Senators plot to kill Kenya Power monopoly
Senators now want KenGen to be allowed to sell electricity directly to consumers so as to rein in the high cost of lighting by doing away with the Kenya Power monopoly.
They also want an audit of contracts awarded to independent power producers (IPPs), describing them as punitive.
KenGen supplied 8,443 gigawatts hours of electricity in the financial year ending June 2021, making up 70 percent of the total power supply, and was paid Sh44.8 billion, said Senate Energy Committee chairperson Wahome Wamatinga.
But IPPs supplied 3,000 gigawatts hours, less than 30 percent of total power, but were paid over Sh56 billion.
If KenGen were to supply 100 percent of power consumed by Kenyans, the amount paid would have been Sh64 billion, saving the country Sh34 billion, the Nyeri senator said.
He explained that the disparity comes about because KenGen charges Sh5.41 per unit while IPPs charge between Sh9 and Sh173 per unit and are paid in US dollars and not Kenya shillings.
Kenya Power must also pay for what is generated by IPPs regardless of whether it is consumed or not.
“As a committee, we note that the cost of electricity charged by the IPPs is 30 times compared to what KenGen charges,” said Mr Wamatinga.
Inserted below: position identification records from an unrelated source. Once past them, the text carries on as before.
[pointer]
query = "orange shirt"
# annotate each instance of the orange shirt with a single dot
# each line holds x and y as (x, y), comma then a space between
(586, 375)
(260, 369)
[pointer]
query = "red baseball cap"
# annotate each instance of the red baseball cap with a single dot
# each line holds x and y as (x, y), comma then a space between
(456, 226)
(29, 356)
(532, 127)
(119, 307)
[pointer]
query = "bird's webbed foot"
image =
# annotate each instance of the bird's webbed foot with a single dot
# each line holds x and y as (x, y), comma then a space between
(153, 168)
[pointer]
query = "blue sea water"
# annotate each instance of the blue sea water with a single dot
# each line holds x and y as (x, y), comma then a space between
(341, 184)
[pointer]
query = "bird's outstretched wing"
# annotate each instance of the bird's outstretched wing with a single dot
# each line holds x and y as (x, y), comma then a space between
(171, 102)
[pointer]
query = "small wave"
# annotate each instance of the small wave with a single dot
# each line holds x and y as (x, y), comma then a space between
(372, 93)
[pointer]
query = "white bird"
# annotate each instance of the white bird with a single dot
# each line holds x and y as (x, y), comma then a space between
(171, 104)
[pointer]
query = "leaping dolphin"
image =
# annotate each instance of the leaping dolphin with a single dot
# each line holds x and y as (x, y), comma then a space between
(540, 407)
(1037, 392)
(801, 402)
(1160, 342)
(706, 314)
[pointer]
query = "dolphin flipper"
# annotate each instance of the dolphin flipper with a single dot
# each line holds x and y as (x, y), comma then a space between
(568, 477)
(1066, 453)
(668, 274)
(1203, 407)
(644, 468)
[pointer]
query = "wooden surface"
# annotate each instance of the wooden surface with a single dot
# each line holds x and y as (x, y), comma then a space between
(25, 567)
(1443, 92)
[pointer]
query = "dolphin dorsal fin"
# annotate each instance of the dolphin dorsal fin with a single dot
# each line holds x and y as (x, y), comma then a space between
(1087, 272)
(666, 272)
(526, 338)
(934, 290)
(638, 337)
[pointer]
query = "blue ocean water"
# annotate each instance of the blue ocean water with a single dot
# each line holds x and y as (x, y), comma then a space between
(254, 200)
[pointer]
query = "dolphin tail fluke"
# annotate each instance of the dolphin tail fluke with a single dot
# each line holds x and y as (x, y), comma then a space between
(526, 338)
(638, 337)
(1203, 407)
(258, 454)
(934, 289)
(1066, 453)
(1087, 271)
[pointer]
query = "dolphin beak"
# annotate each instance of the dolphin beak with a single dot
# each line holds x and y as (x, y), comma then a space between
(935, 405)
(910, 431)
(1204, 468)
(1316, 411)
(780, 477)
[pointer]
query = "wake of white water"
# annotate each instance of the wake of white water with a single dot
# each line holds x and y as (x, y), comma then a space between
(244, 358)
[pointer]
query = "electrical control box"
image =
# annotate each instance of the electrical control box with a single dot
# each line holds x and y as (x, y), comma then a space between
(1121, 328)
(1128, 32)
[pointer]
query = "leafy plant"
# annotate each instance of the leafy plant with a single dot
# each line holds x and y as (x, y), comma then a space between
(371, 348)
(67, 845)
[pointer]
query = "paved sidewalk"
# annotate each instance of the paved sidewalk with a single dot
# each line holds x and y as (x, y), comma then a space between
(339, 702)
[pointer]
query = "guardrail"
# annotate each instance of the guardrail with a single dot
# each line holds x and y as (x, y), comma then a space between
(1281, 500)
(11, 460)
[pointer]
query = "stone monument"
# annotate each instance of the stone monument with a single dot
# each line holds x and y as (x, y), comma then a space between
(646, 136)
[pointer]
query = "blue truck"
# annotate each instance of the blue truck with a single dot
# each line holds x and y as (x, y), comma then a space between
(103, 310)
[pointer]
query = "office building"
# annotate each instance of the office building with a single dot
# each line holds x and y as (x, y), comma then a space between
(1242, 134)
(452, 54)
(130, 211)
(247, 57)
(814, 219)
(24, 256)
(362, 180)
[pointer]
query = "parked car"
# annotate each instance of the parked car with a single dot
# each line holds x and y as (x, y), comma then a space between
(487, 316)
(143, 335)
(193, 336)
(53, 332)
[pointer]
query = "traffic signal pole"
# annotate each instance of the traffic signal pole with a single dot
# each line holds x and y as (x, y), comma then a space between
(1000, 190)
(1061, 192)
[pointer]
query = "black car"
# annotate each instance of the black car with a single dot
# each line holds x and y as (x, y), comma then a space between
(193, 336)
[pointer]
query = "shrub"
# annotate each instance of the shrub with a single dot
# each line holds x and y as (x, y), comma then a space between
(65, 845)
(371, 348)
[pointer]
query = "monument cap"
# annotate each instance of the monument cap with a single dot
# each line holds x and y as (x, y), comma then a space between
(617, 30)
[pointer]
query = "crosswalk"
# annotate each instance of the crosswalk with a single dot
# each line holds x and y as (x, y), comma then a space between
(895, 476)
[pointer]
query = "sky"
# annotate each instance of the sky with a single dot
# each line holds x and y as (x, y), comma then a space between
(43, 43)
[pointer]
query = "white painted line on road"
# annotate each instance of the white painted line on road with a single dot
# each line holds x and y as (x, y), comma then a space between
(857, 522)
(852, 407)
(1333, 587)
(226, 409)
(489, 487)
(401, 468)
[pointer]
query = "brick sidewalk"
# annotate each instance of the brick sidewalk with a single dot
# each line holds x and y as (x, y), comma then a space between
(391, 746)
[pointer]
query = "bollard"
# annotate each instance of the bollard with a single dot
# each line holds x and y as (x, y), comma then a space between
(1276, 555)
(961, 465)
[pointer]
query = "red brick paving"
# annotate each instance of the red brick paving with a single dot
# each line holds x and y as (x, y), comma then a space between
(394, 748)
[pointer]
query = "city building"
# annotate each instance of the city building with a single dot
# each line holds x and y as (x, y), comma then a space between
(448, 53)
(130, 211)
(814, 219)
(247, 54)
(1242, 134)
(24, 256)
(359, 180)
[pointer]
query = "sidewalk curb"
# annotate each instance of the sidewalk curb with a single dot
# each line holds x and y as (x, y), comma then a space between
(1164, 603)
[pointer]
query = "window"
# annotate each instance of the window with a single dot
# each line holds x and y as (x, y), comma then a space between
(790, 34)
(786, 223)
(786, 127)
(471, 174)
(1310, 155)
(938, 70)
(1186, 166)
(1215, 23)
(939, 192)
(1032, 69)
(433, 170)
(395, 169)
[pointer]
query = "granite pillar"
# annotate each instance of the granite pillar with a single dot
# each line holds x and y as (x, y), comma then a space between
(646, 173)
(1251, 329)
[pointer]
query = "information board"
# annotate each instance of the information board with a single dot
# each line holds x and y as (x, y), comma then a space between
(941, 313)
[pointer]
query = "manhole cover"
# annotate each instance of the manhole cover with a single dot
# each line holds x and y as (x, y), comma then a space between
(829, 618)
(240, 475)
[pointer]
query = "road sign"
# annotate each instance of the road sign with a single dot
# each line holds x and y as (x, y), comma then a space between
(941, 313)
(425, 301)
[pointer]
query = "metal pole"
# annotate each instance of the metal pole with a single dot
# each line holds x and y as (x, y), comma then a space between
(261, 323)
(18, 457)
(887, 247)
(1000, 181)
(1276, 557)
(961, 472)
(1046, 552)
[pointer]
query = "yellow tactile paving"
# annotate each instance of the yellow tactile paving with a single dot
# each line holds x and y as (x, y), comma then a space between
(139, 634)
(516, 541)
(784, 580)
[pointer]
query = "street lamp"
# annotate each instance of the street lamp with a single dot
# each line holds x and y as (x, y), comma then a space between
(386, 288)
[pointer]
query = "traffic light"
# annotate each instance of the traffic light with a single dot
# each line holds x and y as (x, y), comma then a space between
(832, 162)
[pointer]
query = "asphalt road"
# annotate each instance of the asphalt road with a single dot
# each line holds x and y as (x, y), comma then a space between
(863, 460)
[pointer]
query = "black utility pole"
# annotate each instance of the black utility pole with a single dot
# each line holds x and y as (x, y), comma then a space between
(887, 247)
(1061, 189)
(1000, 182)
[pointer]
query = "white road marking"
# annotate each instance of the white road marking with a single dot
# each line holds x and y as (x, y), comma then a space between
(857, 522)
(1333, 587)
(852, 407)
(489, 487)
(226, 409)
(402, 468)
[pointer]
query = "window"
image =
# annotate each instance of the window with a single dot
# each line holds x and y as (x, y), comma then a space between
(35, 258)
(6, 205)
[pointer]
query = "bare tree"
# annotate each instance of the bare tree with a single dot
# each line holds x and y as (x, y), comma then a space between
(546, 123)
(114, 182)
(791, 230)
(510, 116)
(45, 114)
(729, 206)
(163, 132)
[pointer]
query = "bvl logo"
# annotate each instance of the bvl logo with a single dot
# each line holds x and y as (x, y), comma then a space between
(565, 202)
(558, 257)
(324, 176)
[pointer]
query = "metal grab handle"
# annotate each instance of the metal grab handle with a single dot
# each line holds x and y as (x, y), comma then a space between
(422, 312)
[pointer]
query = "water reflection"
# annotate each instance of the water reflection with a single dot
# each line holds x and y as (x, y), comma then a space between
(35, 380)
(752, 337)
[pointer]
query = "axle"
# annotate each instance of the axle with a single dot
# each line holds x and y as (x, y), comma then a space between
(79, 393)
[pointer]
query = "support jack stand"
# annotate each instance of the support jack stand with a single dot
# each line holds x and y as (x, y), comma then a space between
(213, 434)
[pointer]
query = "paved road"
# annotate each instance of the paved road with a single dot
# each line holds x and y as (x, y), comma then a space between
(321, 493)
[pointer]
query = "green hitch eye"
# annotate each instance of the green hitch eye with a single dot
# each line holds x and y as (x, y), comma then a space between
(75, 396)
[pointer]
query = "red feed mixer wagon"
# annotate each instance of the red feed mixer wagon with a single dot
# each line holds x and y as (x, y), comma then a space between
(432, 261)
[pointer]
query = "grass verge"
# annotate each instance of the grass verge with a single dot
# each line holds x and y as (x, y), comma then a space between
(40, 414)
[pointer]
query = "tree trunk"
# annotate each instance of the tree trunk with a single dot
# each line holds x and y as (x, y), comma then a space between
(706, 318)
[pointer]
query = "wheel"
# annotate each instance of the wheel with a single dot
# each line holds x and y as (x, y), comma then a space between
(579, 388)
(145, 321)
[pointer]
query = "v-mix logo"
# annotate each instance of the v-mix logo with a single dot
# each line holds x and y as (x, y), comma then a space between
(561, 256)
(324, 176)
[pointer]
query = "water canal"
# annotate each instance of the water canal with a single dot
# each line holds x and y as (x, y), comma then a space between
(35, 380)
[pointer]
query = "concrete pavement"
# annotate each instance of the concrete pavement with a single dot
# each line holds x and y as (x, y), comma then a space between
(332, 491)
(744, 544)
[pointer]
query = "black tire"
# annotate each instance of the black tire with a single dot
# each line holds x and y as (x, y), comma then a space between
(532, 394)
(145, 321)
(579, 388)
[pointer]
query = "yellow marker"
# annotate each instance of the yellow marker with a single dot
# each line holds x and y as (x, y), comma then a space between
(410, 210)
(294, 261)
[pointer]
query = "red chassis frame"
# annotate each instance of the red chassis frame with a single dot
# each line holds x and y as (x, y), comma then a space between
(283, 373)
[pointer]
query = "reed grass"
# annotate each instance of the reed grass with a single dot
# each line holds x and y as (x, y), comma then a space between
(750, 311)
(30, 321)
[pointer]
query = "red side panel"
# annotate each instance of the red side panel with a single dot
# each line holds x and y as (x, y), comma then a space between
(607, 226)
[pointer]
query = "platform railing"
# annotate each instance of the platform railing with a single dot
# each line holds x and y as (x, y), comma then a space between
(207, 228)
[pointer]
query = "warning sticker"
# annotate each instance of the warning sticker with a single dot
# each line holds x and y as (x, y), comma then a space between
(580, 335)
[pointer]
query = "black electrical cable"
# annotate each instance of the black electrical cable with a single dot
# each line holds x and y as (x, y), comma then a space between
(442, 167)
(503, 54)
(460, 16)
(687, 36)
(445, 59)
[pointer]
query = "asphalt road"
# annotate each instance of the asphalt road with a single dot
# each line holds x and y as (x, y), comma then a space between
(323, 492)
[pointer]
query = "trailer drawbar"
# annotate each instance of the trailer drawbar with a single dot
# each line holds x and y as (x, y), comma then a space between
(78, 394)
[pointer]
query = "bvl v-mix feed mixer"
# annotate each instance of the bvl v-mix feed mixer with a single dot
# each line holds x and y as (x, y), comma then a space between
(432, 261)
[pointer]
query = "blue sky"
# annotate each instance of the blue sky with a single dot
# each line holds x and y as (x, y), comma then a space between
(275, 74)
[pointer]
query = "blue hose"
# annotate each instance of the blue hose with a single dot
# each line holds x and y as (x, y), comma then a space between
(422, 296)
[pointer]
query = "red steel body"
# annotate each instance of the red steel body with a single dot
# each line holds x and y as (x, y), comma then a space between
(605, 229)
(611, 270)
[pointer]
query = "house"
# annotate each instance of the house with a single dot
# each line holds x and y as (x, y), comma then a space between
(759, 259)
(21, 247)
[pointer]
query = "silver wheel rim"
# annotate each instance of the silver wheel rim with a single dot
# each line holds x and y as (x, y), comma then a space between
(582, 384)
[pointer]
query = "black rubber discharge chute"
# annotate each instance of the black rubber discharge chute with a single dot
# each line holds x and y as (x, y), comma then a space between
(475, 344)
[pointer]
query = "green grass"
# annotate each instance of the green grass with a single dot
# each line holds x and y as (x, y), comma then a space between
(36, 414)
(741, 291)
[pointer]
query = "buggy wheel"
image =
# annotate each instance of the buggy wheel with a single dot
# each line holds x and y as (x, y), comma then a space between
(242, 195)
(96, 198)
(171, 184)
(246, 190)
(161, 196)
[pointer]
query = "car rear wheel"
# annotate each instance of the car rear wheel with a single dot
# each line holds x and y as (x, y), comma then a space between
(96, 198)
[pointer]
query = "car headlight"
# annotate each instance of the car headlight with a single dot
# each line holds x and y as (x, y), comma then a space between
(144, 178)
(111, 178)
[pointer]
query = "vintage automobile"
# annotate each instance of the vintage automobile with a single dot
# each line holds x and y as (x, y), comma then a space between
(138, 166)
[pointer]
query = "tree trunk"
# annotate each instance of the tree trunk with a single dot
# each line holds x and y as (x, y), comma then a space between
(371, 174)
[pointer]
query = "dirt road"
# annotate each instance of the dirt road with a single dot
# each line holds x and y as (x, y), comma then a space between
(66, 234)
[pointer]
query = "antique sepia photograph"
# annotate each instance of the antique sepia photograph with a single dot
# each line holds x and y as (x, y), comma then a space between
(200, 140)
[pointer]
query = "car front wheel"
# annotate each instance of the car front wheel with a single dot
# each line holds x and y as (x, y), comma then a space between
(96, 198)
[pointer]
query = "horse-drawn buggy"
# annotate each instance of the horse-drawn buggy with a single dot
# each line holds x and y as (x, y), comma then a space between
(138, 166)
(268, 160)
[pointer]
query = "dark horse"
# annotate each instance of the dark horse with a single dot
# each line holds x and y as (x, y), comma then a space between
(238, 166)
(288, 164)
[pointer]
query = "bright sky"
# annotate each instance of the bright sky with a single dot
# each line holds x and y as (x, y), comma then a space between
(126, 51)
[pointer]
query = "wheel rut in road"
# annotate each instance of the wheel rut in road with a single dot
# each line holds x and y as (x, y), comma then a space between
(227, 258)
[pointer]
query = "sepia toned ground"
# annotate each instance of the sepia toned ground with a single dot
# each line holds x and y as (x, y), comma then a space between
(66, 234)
He said this means that for Sh1,000, one can get only 40 units of electricity and Sh100 gets an individual four tokens though energy is a critical factor of production.
“If we want to industrialise and attract international manufacturing firms, then the cost of manufacturing has to be lowered by bringing down the high cost of electricity,” he said.
Although Kenya Power operates as a monopoly and should be making huge profits, he argued, it is dogged by governance and accountability issues, with audited accounts as of June 2021 revealing a liability of Sh116 trillion against assets of Sh49 trillion.
Kenya struck expensive deals with IPPs that have made the cost of electricity in Kenya exorbitant, lamented Nairobi Senator Edwin Sifuna, calling for a total overhaul of the energy sector.
Interestingly, the contracts have an average length of 23 to 27 years, with a majority expiring in 2030, while some will last until 2043.
“We must push for a reduction of power charges [that are] finishing Kenyans. In Mukuru, for instance, residents have to rely on informal connections to survive. This is because Sh100 can only [buy] three tokens,” Mr Sifuna said.
Tana River Senator Danson Mungatana called for individuals who signed the punitive contracts with IPPs to be prosecuted.
Nandi Senator Samson Cherargei added that Director of Public Prosecutions Noordin Haji should ensure that prosecutions are concluded against individuals who oversaw the purchase of faulty transformers that he blamed for constant power blackouts.
In Nandi alone, he said, there are 800 faulty transformers and 10,000 are lying idle at Kenya Power’s Roysambu yard in Nairobi.